And the invalid new checksum is the same one everywhere: 251a85b3bac687974f360d3796048c20ded3bf0bd69e0d1cfd1db23d013f89ed

Oh, I missed this point before.

I know it's an awful kludge but maybe we should denylist this checksum.

Another idea:

https://github.com/flathub/flatpak-external-data-checker/blob/master/src/lib/utils.py#L116-L129

There is no check that the response code is 2xx. I wonder if the response code would turn out to be 5xx in this failure case.

gasinvein commented 3 years ago

There is no check that the response code is 2xx. I wonder if the response code would turn out to be 5xx in this failure case.

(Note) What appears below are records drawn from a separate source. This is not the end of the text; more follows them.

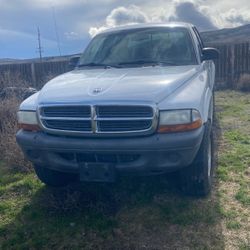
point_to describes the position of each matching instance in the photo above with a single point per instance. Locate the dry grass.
(10, 152)
(244, 83)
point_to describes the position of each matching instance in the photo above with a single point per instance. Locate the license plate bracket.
(97, 172)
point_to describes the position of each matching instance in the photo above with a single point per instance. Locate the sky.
(66, 26)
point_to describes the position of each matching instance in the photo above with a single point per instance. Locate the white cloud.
(121, 16)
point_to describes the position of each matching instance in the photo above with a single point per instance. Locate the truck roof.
(147, 25)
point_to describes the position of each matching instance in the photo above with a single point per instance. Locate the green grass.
(136, 213)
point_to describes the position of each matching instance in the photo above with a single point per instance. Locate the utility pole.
(56, 30)
(40, 49)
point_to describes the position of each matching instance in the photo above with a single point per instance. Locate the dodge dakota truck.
(139, 101)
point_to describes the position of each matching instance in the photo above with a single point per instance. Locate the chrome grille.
(124, 111)
(116, 126)
(67, 111)
(99, 119)
(80, 126)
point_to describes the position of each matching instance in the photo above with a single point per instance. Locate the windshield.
(137, 47)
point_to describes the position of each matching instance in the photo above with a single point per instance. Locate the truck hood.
(150, 84)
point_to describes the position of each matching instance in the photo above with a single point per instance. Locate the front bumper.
(143, 155)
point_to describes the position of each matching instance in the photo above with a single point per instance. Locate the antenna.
(40, 49)
(56, 30)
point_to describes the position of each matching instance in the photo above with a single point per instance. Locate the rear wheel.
(54, 178)
(198, 177)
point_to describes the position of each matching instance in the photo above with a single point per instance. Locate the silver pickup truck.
(139, 101)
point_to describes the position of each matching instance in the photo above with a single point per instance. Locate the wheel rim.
(209, 157)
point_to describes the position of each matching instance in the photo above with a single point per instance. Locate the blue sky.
(79, 20)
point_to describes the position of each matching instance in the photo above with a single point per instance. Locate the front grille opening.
(67, 111)
(86, 119)
(99, 158)
(123, 126)
(79, 126)
(124, 111)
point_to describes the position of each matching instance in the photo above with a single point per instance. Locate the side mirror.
(210, 54)
(73, 61)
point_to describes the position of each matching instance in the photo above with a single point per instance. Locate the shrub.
(244, 83)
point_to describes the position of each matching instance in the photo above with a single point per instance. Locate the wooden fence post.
(232, 62)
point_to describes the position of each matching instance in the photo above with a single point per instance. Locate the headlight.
(27, 120)
(179, 120)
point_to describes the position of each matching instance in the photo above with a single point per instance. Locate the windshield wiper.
(153, 63)
(92, 64)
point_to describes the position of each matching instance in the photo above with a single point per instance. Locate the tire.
(197, 179)
(54, 178)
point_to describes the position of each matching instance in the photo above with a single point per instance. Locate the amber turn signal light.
(180, 128)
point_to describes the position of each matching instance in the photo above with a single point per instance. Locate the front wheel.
(53, 178)
(198, 177)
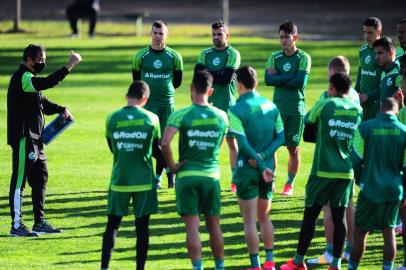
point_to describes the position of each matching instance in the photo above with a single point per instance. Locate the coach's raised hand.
(74, 59)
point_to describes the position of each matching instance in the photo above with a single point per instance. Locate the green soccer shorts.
(251, 185)
(162, 112)
(197, 195)
(371, 216)
(336, 192)
(293, 127)
(143, 202)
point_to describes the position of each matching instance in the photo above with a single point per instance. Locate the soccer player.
(222, 61)
(369, 71)
(201, 130)
(130, 133)
(26, 106)
(288, 71)
(401, 32)
(380, 180)
(391, 79)
(331, 178)
(338, 64)
(254, 175)
(161, 68)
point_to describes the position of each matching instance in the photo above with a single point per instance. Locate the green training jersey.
(352, 95)
(131, 132)
(391, 81)
(369, 71)
(223, 96)
(258, 120)
(399, 52)
(201, 131)
(336, 119)
(380, 144)
(288, 100)
(157, 68)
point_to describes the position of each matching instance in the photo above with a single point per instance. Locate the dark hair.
(386, 43)
(402, 59)
(341, 82)
(159, 24)
(32, 51)
(288, 27)
(247, 76)
(138, 89)
(388, 104)
(340, 64)
(202, 81)
(373, 22)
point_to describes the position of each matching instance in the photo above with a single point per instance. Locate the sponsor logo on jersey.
(157, 76)
(31, 155)
(368, 73)
(203, 134)
(201, 145)
(341, 135)
(129, 135)
(157, 64)
(389, 82)
(367, 59)
(339, 123)
(129, 147)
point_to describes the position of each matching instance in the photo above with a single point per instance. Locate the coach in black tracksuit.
(26, 107)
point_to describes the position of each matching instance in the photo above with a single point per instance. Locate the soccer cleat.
(290, 265)
(233, 188)
(45, 228)
(269, 266)
(22, 231)
(325, 258)
(287, 190)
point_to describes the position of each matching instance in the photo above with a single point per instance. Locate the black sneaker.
(22, 231)
(44, 228)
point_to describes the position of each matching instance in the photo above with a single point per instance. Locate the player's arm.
(357, 154)
(237, 129)
(279, 139)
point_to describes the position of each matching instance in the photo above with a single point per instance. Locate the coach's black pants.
(74, 12)
(29, 163)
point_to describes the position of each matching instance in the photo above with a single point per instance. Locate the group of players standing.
(255, 128)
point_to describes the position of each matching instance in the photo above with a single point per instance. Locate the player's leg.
(248, 209)
(109, 239)
(267, 231)
(233, 150)
(142, 245)
(389, 248)
(216, 240)
(193, 243)
(327, 256)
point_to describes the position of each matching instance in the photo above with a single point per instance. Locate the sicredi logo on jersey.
(157, 64)
(287, 67)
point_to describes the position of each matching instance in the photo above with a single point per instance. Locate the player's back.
(131, 131)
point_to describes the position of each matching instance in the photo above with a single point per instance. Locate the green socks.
(254, 258)
(291, 178)
(197, 264)
(269, 255)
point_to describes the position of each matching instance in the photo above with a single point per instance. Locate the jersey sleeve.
(234, 59)
(305, 63)
(27, 82)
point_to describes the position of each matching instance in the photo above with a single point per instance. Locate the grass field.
(80, 162)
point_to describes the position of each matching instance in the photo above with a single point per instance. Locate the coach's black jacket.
(25, 110)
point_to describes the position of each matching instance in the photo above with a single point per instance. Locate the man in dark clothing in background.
(83, 9)
(26, 107)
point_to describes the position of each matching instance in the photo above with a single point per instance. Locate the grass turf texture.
(80, 162)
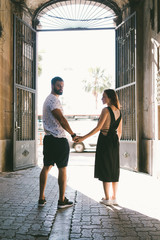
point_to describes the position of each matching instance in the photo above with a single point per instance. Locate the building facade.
(137, 80)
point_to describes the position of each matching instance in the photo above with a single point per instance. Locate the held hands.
(78, 139)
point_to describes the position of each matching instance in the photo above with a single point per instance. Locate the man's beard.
(58, 92)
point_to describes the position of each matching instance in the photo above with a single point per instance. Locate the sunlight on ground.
(137, 191)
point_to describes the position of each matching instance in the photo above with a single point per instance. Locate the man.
(55, 144)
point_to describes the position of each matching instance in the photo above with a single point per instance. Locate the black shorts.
(55, 150)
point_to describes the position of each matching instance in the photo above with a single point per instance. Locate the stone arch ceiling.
(33, 5)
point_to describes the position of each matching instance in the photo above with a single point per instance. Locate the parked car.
(82, 126)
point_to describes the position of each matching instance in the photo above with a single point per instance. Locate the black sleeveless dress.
(107, 153)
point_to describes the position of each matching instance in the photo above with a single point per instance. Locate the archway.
(125, 39)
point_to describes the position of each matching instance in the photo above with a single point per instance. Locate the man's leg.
(107, 189)
(43, 180)
(62, 181)
(114, 189)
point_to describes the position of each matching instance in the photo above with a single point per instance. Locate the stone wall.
(151, 43)
(6, 85)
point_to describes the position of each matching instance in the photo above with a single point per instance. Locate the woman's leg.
(114, 190)
(107, 188)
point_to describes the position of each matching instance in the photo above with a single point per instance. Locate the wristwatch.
(74, 135)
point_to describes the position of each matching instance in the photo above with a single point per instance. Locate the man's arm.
(62, 120)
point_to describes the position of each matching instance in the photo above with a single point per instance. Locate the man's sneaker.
(114, 202)
(41, 202)
(106, 202)
(66, 203)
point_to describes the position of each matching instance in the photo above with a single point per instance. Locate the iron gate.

aiohttp raises an exception by default when it receives status 4xx or 5xx. We ask aiohttp to raise an exception on receiving response with error status here: https://github.com/flathub/flatpak-external-data-checker/blob/435d2d5de3d72833d7300c0b0ccf2ff2bb637b64/src/lib/externaldata.py#L362-L363 I believe we have tests covering that.

gasinvein commented 3 years ago

I know it's an awful kludge but maybe we should denylist this checksum.

I'm considering this as the last resort. Maybe we could check Content-Type header? Clearly it shouldn't be text/html for an archive. Although would be good if we could check what's the Content-Type of the erroneous sourceforge response.

gasinvein commented 3 years ago

We've captured the erroneous page contents. As of time of whiting this post, it's available in flathub download cache. The contents are:

<html><head>
<title>SourceForge</title>
<!-- <script src="/js/jquery.com/jquery-1.11.0.min.js"></script> -->
<script src="https://code.jquery.com/jquery-1.11.0.min.js"></script>
<script src="https://sourceforge.net/js/mirrors.js"></script>
<script src="/js/sf.js"></script>
<script>
var DR_loc = DR_parse_hash_url();
if (DR_loc) {
    DR_sf_main(DR_loc);
} else {
    window.location.href = 'https://sourceforge.net/home.html';
}
</script>
<meta name="description" content="Free, secure and fast downloads from the largest Open Source applications and software directory - SourceForge.net"/>
</head><body>
<noscript>
We're sorry -- the Sourceforge site is currently in Disaster Recovery mode.  Please check back later.
</noscript>
</body></html>